What do the Music Labels (with 5 RIAA lawyers in top spots in the US Justice Dept.) gets out of this deal so Apple can eliminate superdrives and hard drives out of it's devices and sell us less machine with a high monthly subscription in order to access our purchased content?

angusyoung 16 Years · 183 comments

This has been available from a many Apps for the iPhone for at least the last year.

My home Internet Access is faster than I get currently for streaming a lousy 30 second song. I get my full iTunes library and it's faster and free to stream it from my home machine.

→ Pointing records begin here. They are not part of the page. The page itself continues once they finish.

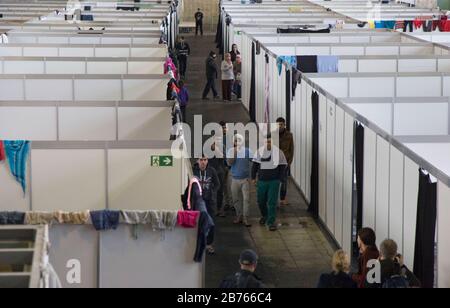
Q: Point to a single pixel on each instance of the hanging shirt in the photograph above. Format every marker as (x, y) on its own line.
(327, 64)
(307, 64)
(2, 151)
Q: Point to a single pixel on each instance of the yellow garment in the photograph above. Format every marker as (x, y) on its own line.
(295, 10)
(39, 218)
(74, 218)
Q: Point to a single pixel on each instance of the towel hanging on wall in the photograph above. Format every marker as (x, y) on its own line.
(327, 64)
(307, 64)
(2, 151)
(17, 154)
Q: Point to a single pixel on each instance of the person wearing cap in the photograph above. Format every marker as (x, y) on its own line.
(269, 167)
(245, 278)
(239, 158)
(209, 183)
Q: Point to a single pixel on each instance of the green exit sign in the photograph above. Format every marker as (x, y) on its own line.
(162, 161)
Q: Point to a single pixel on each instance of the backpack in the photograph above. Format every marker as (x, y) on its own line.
(396, 282)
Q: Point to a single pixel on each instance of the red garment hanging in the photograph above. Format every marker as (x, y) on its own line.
(444, 25)
(2, 151)
(418, 23)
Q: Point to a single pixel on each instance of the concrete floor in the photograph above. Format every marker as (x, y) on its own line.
(292, 257)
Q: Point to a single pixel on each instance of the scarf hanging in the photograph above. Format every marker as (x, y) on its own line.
(2, 151)
(17, 153)
(267, 93)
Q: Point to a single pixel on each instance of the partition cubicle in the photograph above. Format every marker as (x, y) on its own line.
(93, 107)
(81, 65)
(387, 66)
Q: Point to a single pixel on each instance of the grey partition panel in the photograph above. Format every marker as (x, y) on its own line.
(154, 259)
(79, 244)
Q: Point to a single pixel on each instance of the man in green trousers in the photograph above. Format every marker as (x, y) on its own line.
(269, 166)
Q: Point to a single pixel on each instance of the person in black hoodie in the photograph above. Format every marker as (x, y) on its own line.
(209, 182)
(212, 73)
(394, 274)
(218, 163)
(183, 51)
(339, 278)
(245, 278)
(192, 200)
(269, 165)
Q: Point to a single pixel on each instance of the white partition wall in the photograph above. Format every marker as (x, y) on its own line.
(83, 50)
(83, 88)
(93, 105)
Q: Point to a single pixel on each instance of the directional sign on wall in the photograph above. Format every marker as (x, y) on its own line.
(162, 161)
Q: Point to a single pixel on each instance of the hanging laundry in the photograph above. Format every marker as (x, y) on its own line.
(74, 218)
(435, 24)
(105, 219)
(390, 24)
(303, 30)
(2, 151)
(17, 154)
(296, 79)
(267, 91)
(444, 24)
(135, 217)
(188, 219)
(418, 23)
(379, 25)
(409, 25)
(290, 60)
(12, 218)
(40, 218)
(327, 64)
(400, 25)
(162, 220)
(428, 26)
(307, 64)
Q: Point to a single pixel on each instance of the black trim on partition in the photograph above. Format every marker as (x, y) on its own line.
(252, 103)
(314, 204)
(424, 254)
(359, 171)
(288, 98)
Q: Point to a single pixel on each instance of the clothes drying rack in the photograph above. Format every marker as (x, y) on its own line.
(22, 251)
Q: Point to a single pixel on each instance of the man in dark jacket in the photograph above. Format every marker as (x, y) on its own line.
(287, 147)
(245, 278)
(210, 184)
(199, 21)
(211, 76)
(183, 51)
(394, 274)
(218, 163)
(269, 164)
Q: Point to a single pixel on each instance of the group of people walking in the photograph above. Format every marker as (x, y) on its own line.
(230, 72)
(226, 178)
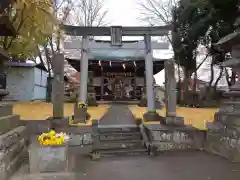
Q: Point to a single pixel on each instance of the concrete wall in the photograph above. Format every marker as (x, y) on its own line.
(159, 93)
(26, 83)
(20, 83)
(40, 84)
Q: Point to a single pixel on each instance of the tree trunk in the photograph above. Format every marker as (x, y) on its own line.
(49, 79)
(208, 94)
(179, 85)
(186, 81)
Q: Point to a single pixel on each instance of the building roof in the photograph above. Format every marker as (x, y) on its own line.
(229, 40)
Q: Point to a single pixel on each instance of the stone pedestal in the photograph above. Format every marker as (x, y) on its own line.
(153, 116)
(80, 114)
(43, 159)
(3, 91)
(143, 101)
(91, 95)
(223, 136)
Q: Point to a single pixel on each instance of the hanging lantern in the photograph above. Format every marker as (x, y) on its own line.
(134, 63)
(124, 67)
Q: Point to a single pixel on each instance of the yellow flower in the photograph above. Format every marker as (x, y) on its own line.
(50, 138)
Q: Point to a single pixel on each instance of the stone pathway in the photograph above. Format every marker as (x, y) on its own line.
(118, 114)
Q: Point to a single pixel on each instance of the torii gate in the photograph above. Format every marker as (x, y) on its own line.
(116, 33)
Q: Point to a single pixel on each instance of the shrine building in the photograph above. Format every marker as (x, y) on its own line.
(116, 73)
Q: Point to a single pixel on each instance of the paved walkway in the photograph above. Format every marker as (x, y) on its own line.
(168, 166)
(118, 114)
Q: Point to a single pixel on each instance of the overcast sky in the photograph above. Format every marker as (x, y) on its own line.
(123, 12)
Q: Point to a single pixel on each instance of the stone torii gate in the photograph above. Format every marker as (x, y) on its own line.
(116, 33)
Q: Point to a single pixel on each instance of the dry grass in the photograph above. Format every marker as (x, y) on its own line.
(194, 116)
(41, 110)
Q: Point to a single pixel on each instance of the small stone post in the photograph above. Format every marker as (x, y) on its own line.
(170, 88)
(170, 95)
(58, 86)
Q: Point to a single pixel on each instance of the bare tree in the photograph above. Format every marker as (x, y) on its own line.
(88, 13)
(157, 11)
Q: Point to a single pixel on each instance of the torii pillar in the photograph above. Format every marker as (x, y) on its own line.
(151, 114)
(80, 113)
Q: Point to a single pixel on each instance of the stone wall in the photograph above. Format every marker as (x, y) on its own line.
(165, 138)
(13, 142)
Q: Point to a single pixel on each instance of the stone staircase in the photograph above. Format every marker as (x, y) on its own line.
(118, 140)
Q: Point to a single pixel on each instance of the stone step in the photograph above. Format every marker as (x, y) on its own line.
(119, 136)
(119, 145)
(224, 146)
(49, 176)
(228, 118)
(9, 122)
(6, 109)
(12, 137)
(118, 128)
(8, 169)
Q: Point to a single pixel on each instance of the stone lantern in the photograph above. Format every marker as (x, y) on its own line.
(6, 29)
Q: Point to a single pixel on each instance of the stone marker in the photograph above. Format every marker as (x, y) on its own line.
(58, 86)
(44, 159)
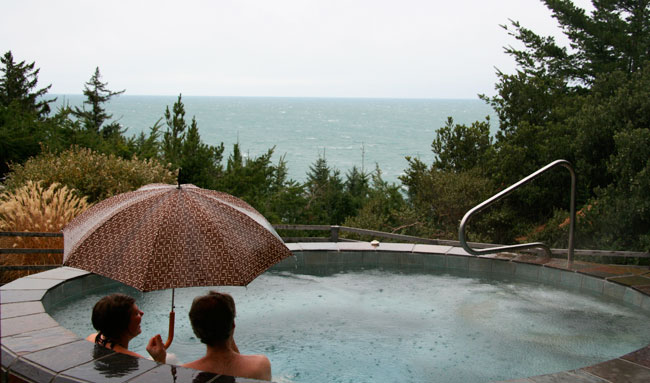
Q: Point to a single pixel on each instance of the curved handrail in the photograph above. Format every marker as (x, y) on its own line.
(505, 192)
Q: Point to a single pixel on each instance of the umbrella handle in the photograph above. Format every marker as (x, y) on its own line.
(170, 335)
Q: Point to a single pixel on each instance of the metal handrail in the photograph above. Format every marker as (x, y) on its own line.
(505, 192)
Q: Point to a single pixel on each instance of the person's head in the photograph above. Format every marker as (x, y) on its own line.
(117, 316)
(213, 317)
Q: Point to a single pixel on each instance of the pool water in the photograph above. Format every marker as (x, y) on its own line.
(387, 325)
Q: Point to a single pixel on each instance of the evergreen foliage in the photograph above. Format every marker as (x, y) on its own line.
(588, 102)
(93, 119)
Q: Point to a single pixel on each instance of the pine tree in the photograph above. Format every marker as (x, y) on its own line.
(97, 94)
(18, 86)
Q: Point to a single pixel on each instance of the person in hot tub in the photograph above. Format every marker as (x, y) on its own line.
(117, 319)
(213, 321)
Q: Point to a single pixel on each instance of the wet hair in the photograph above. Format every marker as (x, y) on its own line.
(213, 317)
(111, 317)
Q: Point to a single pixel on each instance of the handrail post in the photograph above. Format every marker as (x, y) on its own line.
(334, 233)
(507, 191)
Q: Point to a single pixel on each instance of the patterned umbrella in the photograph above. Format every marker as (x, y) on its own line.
(168, 236)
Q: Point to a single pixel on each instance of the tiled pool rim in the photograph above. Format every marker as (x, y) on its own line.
(35, 348)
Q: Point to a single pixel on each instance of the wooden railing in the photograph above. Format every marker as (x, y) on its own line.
(29, 250)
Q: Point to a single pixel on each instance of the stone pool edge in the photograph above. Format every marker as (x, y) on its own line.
(35, 348)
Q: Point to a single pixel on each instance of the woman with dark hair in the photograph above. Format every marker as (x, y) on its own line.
(213, 321)
(117, 319)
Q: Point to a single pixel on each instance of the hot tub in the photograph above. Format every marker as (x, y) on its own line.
(27, 354)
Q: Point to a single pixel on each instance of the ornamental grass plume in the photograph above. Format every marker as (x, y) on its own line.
(34, 208)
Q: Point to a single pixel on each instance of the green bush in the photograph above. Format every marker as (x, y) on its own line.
(94, 175)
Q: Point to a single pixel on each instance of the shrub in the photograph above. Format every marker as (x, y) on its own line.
(94, 175)
(34, 208)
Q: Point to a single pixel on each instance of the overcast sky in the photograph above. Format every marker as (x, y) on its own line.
(297, 48)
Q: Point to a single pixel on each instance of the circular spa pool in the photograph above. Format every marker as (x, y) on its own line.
(369, 323)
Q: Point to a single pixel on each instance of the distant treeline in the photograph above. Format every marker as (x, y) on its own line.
(588, 103)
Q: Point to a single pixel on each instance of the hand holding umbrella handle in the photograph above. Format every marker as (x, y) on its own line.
(170, 336)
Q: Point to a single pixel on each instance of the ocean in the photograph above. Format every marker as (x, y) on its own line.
(346, 131)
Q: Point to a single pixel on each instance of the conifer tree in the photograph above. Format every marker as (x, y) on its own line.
(18, 85)
(97, 94)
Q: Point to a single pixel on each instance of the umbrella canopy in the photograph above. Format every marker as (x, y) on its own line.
(168, 236)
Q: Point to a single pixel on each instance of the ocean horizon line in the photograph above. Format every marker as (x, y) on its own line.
(286, 97)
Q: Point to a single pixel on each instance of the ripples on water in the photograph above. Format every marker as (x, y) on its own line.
(381, 326)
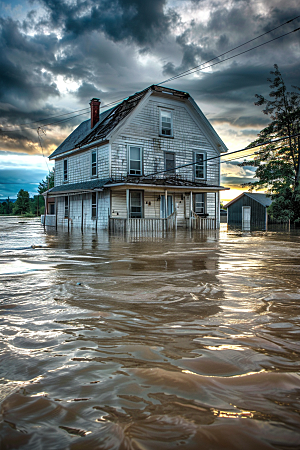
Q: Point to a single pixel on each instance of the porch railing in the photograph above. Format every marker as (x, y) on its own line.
(202, 223)
(137, 225)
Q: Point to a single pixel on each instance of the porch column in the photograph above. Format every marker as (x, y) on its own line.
(46, 206)
(191, 208)
(96, 210)
(128, 203)
(166, 204)
(56, 208)
(216, 211)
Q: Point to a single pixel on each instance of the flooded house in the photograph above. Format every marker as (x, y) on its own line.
(152, 162)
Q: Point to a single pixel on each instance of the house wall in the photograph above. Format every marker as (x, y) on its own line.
(77, 203)
(79, 166)
(258, 213)
(144, 129)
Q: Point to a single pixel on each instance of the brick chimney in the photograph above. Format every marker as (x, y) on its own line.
(95, 108)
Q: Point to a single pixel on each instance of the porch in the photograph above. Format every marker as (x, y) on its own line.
(138, 225)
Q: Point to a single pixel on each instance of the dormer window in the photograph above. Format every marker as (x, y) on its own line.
(65, 170)
(135, 160)
(94, 163)
(166, 123)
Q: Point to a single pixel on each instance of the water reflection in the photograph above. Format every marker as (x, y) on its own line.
(135, 342)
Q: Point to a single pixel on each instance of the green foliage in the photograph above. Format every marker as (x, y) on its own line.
(48, 183)
(277, 164)
(6, 207)
(22, 204)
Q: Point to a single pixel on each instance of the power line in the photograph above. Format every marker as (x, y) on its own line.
(230, 57)
(187, 72)
(228, 51)
(271, 141)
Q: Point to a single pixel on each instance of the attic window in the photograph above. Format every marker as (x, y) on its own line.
(65, 170)
(166, 123)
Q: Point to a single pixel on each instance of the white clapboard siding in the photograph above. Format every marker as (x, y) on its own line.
(79, 166)
(143, 130)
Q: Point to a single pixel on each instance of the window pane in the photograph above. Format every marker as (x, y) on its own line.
(166, 123)
(200, 165)
(170, 162)
(135, 161)
(135, 205)
(135, 153)
(65, 169)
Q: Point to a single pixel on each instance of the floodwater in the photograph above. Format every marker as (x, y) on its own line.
(185, 342)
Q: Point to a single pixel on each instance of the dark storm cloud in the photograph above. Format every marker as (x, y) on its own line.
(139, 21)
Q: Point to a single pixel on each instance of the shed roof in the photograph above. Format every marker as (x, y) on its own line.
(260, 198)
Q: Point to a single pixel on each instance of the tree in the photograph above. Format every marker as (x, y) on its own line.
(48, 183)
(22, 204)
(277, 164)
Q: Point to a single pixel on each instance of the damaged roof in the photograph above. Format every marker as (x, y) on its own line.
(83, 130)
(108, 120)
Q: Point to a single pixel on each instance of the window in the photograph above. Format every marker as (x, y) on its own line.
(135, 161)
(94, 205)
(51, 208)
(166, 123)
(200, 165)
(94, 164)
(170, 163)
(66, 207)
(199, 204)
(136, 204)
(65, 170)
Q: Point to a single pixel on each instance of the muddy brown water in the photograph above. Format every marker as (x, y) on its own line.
(189, 341)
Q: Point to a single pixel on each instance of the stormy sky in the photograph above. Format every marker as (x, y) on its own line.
(55, 55)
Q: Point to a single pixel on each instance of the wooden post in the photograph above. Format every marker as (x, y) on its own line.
(166, 204)
(56, 207)
(215, 211)
(68, 213)
(46, 206)
(191, 208)
(81, 214)
(96, 210)
(128, 203)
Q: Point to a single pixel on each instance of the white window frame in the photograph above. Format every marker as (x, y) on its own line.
(94, 206)
(141, 169)
(200, 152)
(170, 172)
(95, 164)
(203, 203)
(67, 207)
(65, 171)
(161, 112)
(141, 193)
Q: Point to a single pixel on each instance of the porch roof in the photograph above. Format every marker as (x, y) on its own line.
(163, 183)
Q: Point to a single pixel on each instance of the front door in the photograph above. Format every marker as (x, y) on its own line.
(136, 204)
(246, 218)
(170, 206)
(199, 204)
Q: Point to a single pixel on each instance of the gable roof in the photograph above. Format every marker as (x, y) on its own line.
(260, 198)
(77, 135)
(109, 120)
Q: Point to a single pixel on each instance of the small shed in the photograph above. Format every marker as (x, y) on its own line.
(248, 211)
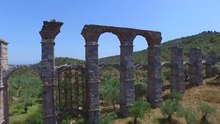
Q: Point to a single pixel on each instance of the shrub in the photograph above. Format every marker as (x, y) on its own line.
(107, 118)
(188, 114)
(205, 109)
(139, 109)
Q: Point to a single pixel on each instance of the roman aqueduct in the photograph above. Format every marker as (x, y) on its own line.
(48, 72)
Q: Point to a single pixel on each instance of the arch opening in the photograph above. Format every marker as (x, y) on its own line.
(24, 95)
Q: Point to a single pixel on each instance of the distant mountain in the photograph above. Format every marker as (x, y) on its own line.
(208, 41)
(65, 60)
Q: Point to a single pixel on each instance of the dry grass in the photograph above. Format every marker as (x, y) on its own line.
(207, 93)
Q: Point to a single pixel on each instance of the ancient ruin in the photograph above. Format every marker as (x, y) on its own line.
(55, 106)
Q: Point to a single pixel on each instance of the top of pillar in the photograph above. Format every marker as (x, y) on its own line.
(50, 30)
(3, 42)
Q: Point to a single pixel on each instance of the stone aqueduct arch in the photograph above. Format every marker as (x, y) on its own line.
(91, 35)
(48, 34)
(126, 36)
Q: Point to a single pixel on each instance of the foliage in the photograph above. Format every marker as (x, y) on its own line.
(165, 74)
(107, 118)
(20, 83)
(205, 109)
(175, 95)
(171, 106)
(188, 114)
(139, 109)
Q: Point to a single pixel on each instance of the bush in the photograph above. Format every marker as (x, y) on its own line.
(205, 109)
(139, 109)
(107, 118)
(171, 106)
(188, 114)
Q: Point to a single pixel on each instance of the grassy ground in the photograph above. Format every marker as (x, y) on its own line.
(33, 115)
(208, 93)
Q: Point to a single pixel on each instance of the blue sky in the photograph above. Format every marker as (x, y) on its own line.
(21, 21)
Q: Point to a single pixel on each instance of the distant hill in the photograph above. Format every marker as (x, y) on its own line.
(65, 60)
(208, 41)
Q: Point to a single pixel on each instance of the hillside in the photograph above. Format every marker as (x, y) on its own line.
(208, 41)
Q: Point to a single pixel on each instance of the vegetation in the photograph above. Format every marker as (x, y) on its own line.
(26, 92)
(205, 109)
(25, 88)
(139, 109)
(171, 106)
(107, 118)
(189, 114)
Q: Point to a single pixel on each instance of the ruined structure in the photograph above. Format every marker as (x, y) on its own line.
(126, 36)
(46, 71)
(210, 69)
(3, 68)
(177, 70)
(195, 66)
(89, 87)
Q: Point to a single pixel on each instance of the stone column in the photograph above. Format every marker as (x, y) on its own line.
(177, 70)
(48, 33)
(3, 85)
(195, 69)
(92, 80)
(127, 94)
(154, 86)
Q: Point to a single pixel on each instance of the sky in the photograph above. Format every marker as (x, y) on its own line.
(21, 21)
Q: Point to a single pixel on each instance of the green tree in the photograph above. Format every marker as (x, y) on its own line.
(138, 110)
(205, 109)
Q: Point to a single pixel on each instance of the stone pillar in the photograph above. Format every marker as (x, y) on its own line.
(3, 86)
(92, 80)
(154, 86)
(177, 70)
(127, 90)
(195, 69)
(48, 33)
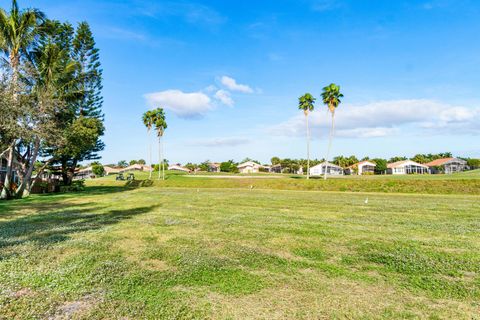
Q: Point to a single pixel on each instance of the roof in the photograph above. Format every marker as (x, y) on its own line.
(441, 162)
(111, 170)
(404, 163)
(135, 166)
(329, 164)
(178, 167)
(363, 162)
(249, 164)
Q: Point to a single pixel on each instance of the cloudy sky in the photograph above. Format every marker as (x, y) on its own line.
(229, 74)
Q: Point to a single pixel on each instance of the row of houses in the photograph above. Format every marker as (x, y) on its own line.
(446, 165)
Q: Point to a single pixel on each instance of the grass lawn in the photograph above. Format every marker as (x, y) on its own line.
(175, 250)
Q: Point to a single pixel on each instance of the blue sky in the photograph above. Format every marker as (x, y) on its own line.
(229, 74)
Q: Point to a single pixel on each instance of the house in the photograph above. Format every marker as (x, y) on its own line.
(447, 165)
(276, 168)
(249, 167)
(136, 167)
(84, 173)
(213, 167)
(3, 170)
(178, 167)
(407, 167)
(363, 167)
(330, 168)
(110, 170)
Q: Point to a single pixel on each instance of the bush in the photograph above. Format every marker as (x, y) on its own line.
(98, 170)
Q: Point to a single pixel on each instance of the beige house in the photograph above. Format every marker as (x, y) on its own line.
(363, 167)
(178, 167)
(447, 165)
(332, 169)
(249, 167)
(136, 167)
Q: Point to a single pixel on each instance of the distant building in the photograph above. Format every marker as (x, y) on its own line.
(3, 170)
(213, 167)
(407, 167)
(85, 173)
(330, 168)
(276, 168)
(136, 167)
(363, 167)
(178, 167)
(110, 170)
(249, 167)
(447, 165)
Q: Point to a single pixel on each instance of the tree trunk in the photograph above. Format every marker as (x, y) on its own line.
(7, 185)
(150, 155)
(23, 189)
(160, 162)
(332, 129)
(163, 162)
(71, 172)
(64, 172)
(308, 147)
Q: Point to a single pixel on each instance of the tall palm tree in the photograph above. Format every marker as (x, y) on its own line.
(18, 32)
(331, 98)
(148, 121)
(306, 104)
(160, 126)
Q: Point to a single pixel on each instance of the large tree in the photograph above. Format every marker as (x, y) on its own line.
(306, 104)
(160, 126)
(149, 120)
(86, 103)
(18, 34)
(331, 98)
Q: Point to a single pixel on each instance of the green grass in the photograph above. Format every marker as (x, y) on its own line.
(462, 183)
(175, 250)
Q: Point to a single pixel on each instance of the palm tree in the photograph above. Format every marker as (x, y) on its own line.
(331, 98)
(160, 126)
(18, 31)
(148, 121)
(306, 104)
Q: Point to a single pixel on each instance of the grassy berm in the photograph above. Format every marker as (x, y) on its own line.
(214, 248)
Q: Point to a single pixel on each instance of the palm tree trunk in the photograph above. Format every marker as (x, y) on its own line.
(150, 154)
(6, 194)
(308, 147)
(163, 161)
(160, 162)
(332, 130)
(24, 188)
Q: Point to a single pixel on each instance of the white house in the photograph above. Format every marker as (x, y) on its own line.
(363, 167)
(249, 167)
(332, 169)
(3, 170)
(83, 173)
(136, 167)
(406, 167)
(213, 167)
(447, 165)
(110, 170)
(178, 167)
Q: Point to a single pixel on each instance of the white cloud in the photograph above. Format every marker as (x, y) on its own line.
(183, 104)
(387, 118)
(220, 142)
(325, 5)
(232, 85)
(224, 97)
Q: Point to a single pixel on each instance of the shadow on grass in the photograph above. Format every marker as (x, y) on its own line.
(57, 226)
(39, 202)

This has already been done by numerous apps. Apple and AI are really reaching if this is going to be introduced as "innovative" for the announcement tomorrow.

Been there done that and it's already Free and faster than Apple can deliver.

str1f3 17 Years · 572 comments

Two of the three previous posters miss the point. The service is free if you have uploaded your library from the hard drive.

I feel mixed about this. The advantages:

-the service is free
-the service will stream the music you already own if iTunes has it

the disadvantages:
-piracy will allow users to upload any content they wish without paying for it
-will not allow users to find new music because it's just the content you own

I would rather have the streaming service just because I own the music that has influenced me. I would be willing to pay for a subscription service so I can find new music without feeling I'm taking a risk on owning it.

Tha being said I understand both sides of the argument.